The dearth of recent high court rulings on race in this state is surprising, especially given that: the U.S. Supreme Court in 2008 found that Jefferson Parish prosecutors discriminated on the basis of race in the selection of Allen Snyder’s capital jury; the Jena 6 episode erupted in December 2006; and incidents like the Danzinger Bridge shootings occurred in Katrina’s wake just five years ago. It is undeniable that race and racism still matter in Louisiana. So, why is so little apparently going on in front of the state’s highest court? I can think of a few possibilities, though these are all speculative:
(1) The Louisiana Supreme Court has declined to utilize its discretionary review power in cases which raise issues of racial discrimination, but has been compelled to confront those issues in death penalty cases because state law provides that the Court must decide those cases on the merits;
(2) Civil suits alleging race discrimination are disproportionately settled outside of court;
(3) Potential plaintiffs in Louisiana lack faith in the judicial system’s ability and willingness to decide claims of discrimination fairly;
(4) A paucity of (pro bono/public interest) civil rights lawyers interested in identifying issues and equipped to litigate them means that individuals with legitimate claims can’t afford or find representation;
(5) As some legal commentators recently explained, claims are difficult to mount because systems rather than identifiable and particular individuals perpetuate covert discrimination: “outcomes are rarely attributable to overt racial discrimination; instead, they result from patterns of implicit bias and institutionalized racism that tend to repeat and normalize the status quo.” Eva Paterson, et al., The Id, the Ego, and Equal Protection in the 21st Century: Building Upon Charles Lawrence’s Vision to Mount a Contemporary Challenge to the Intent Doctrine, 40 Conn. L. Rev. 1175, 1179 (2008);
(6) The U.S. Supreme Court’s Equal Protection’s “intent” doctrine has made it nearly impossible to prove that the State has intentionally discriminated on the basis of race. See, e.g., id. at 1190-91;
(7) Individuals are reluctant to make allegations of race discrimination because they “are politically incendiary.” Ralph Richard Banks & Richard Thompson Ford, (How) Does Unconscious Bias Matter: Law, Politics, and Racial Inequality, 58 Emory L.J. 1053, 1103 (2009).

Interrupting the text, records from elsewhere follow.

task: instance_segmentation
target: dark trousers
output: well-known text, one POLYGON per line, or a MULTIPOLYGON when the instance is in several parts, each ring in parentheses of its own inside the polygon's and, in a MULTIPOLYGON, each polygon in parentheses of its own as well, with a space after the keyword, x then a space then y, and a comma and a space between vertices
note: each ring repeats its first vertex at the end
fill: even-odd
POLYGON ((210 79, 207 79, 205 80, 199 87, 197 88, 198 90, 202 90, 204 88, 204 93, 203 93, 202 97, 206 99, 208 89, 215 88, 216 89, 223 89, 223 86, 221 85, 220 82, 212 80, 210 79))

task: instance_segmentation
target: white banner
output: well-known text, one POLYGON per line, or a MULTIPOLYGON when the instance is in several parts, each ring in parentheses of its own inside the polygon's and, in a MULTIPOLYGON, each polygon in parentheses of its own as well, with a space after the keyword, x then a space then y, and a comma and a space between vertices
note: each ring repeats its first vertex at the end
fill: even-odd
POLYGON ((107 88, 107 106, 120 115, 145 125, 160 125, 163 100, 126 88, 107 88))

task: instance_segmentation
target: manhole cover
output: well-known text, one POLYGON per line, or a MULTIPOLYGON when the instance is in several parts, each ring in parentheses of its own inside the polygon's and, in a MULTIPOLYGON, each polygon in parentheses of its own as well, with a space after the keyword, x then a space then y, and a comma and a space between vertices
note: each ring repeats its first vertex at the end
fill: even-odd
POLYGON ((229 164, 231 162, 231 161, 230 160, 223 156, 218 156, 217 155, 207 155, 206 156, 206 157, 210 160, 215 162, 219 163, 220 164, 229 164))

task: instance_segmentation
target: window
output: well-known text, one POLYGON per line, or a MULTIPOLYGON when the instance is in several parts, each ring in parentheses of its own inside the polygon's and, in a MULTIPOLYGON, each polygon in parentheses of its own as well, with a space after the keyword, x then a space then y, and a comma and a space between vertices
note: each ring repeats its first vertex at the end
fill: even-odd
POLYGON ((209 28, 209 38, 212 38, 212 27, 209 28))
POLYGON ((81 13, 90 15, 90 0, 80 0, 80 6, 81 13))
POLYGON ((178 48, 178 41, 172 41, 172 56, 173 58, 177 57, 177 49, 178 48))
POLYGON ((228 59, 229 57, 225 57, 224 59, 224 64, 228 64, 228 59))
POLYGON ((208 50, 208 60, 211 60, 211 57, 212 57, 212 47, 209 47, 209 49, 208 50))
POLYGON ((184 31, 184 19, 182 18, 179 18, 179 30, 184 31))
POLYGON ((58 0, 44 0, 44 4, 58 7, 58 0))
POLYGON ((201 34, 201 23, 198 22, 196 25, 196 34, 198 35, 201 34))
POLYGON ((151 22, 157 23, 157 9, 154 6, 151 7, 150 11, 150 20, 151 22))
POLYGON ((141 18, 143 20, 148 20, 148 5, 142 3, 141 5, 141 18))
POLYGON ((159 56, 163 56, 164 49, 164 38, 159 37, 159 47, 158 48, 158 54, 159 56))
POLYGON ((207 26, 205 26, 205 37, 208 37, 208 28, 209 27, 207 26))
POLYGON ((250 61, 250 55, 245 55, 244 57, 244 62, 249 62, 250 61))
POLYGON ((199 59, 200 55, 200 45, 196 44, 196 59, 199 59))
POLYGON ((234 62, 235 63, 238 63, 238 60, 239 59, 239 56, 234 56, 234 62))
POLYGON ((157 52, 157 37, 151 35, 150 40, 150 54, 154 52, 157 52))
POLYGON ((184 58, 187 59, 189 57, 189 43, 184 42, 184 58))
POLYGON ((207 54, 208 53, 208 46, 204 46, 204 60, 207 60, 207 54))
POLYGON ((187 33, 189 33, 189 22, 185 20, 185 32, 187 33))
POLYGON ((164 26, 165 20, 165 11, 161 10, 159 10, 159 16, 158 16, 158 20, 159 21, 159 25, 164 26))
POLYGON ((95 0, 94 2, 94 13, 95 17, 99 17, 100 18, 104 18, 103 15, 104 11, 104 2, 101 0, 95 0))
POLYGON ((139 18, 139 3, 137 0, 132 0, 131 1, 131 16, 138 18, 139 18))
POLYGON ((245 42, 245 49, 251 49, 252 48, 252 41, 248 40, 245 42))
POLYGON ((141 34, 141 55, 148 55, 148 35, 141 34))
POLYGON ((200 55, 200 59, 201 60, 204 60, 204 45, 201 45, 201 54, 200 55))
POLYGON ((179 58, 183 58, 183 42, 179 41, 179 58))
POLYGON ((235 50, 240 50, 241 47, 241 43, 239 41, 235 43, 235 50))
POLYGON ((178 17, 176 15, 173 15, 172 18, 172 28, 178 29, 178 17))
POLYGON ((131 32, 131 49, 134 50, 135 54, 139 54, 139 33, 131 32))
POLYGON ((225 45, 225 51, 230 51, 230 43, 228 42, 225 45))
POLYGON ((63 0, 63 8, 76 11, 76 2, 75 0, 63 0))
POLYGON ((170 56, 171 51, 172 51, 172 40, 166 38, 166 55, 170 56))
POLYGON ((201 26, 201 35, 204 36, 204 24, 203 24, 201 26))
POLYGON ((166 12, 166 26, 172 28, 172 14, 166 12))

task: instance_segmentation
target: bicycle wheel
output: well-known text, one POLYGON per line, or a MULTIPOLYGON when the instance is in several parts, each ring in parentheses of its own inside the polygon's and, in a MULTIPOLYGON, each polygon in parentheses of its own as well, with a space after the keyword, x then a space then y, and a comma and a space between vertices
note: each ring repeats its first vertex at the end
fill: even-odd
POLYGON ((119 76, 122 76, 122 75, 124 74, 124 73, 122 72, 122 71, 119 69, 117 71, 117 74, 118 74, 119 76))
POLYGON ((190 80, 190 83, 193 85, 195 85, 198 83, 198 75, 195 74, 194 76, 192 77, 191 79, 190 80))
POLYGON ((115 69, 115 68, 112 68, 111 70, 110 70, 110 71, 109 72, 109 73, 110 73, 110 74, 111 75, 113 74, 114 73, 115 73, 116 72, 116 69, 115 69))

Perhaps the explanation is some combination of these factors, plus others I haven’t identified. Whatever the cause, the result is alarming. The reality is: “While the Jena 6 incident was a disturbing and highly visible reminder of the continued prevalence of racism in America, the equally troubling reality is that far less visible forms of racism and discrimination occur everyday and go largely unchallenged.” Eva Paterson, et al., The Id, the Ego, and Equal Protection in the 21st Century: Building Upon Charles Lawrence’s Vision to Mount a Contemporary Challenge to the Intent Doctrine, 40 Conn. L. Rev. 1175, 1177 (2008). Incremental steps must be taken to address each of the factors contributing to the problem of unchallenged racism. But, there certainly exists an opportunity for the courts to step up and meaningfully analyze the claims that are actually presented to them. At the Louisiana Supreme Court, a logical first step would be to give capital defendants meaningful appellate review when they make substantiated claims that the State discriminated against prospective jurors in their cases. Then, it can step beyond the world of mandatory jurisdiction and provide litigants with a realistic hope that their concerns will not fall upon deaf ears. But, a simple Lexis search leaves one to wonder whether the fight for racial equality is fading, despite clear evidence for its need.